Almangush Alhadi, Leivo Ilmo, Siponen Maria, Sundquist Elias, Mroueh Rayan, Mäkitie Antti A, Soini Ylermi, Haglund Caj, Nieminen Pentti, Salo Tuula
Department of Pathology, University of Helsinki, Helsinki, Finland.
Department of Oral and Maxillofacial Diseases, University of Helsinki, Helsinki, Finland.
Virchows Arch. 2018 Feb;472(2):231-236. doi: 10.1007/s00428-017-2212-1. Epub 2017 Aug 2.
It is of great clinical importance to identify simple prognostic markers from preoperative biopsies that could guide treatment planning. Here, we compared tumor budding (B), depth of invasion (D), and the combined scores (i.e., budding and depth of invasion (BD) histopathologic model) in preoperative biopsies and the corresponding postoperative specimens of oral tongue squamous cell carcinoma (OTSCC). Tumor budding and depth of invasion were evaluated in the pre- and postoperative samples from 100 patients treated for OTSCC. Sensitivity and specificity statistics were used. Our results showed statistically significant (P < 0.001) relationship between pre- and postoperative BD scores. There was an agreement between the pre- and postoperative BD model scores in 83 cases (83%) with 57.1% sensitivity (95% CI 39.4 to 73.7%) and 96.9% specificity (95% CI 89.3 to 99.6%). Our findings suggest that the BD model, analyzed from representative biopsies, could be used for the treatment planning of OTSCC.

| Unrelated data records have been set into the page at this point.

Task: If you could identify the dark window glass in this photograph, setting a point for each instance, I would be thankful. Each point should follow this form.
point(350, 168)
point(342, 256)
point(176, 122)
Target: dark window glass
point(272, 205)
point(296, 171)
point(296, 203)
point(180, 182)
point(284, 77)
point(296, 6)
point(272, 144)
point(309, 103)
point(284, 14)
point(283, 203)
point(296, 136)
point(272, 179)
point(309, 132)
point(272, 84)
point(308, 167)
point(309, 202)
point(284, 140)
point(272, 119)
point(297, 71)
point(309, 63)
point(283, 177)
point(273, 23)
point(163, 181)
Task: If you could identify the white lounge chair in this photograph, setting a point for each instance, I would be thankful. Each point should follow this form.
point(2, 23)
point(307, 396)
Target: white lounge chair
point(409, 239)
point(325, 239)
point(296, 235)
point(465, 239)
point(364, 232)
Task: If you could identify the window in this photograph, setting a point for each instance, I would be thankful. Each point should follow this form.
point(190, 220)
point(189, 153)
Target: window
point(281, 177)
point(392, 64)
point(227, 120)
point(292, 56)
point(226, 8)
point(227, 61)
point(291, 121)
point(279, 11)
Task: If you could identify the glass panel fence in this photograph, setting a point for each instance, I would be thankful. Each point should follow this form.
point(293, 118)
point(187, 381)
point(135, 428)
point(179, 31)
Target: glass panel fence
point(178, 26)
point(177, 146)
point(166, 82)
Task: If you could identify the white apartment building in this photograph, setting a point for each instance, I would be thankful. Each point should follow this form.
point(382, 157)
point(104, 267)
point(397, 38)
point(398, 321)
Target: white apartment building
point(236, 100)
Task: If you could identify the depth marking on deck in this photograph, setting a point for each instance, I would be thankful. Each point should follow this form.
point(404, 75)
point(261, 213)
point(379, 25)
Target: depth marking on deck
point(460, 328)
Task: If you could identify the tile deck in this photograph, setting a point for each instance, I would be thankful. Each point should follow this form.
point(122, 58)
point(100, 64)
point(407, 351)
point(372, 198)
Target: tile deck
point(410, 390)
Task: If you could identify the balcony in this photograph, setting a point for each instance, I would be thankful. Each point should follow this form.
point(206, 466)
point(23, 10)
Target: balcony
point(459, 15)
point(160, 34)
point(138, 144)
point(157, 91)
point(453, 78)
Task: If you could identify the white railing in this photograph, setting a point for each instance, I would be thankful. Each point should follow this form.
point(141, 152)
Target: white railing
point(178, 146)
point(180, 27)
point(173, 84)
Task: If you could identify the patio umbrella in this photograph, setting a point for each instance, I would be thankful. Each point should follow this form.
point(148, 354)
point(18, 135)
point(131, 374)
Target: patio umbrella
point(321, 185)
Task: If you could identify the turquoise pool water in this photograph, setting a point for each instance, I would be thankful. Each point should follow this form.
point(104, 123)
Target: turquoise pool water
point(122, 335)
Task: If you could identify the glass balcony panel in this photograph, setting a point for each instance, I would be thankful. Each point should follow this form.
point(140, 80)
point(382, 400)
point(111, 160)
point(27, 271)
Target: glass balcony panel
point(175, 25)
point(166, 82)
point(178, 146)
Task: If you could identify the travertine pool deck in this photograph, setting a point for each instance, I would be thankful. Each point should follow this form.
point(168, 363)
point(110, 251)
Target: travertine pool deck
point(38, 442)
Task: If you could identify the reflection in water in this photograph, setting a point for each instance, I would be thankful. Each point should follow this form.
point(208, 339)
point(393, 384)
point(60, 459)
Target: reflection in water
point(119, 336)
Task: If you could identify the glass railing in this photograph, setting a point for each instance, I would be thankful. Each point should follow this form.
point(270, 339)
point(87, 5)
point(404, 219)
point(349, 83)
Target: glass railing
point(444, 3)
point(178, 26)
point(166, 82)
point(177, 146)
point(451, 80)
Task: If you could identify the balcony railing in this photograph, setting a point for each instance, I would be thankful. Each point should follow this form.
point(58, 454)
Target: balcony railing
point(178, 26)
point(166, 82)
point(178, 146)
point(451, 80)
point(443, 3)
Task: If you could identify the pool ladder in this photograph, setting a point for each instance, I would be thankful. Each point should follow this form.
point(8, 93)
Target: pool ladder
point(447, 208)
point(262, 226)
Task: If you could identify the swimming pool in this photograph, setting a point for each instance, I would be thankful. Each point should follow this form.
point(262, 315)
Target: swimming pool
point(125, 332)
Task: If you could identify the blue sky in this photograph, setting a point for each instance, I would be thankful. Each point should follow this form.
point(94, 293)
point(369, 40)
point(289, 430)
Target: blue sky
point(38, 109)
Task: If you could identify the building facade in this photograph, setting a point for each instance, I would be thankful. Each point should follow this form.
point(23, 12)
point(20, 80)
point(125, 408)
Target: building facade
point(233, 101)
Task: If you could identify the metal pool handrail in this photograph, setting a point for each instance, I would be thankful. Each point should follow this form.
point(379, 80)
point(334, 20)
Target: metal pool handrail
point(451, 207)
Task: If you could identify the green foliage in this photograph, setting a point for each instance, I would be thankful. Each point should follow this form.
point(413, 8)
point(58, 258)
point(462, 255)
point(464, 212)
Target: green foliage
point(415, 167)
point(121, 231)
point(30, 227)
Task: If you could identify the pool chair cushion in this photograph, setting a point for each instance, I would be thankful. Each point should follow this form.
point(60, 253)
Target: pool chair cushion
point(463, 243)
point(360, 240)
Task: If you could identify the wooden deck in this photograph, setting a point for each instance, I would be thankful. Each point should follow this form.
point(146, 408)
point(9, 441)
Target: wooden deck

从术前活检中识别出能够指导治疗方案制定的简单预后标志物具有重要的临床意义。在此,我们比较了术前活检组织及相应术后标本中口腔舌鳞状细胞癌(OTSCC)的肿瘤芽生(B)、浸润深度(D)以及综合评分(即芽生和浸润深度(BD)组织病理学模型)。对100例接受OTSCC治疗患者的术前和术后样本进行了肿瘤芽生和浸润深度评估,并采用了敏感性和特异性统计方法。我们的结果显示,术前和术后BD评分之间存在统计学显著相关性(P < 0.001)。术前和术后BD模型评分在83例(83%)病例中具有一致性,敏感性为57.1%(95%可信区间39.4%至73.7%),特异性为96.9%(95%可信区间89.3%至99.6%)。我们的研究结果表明,通过对代表性活检组织进行分析的BD模型可用于OTSCC的治疗方案制定。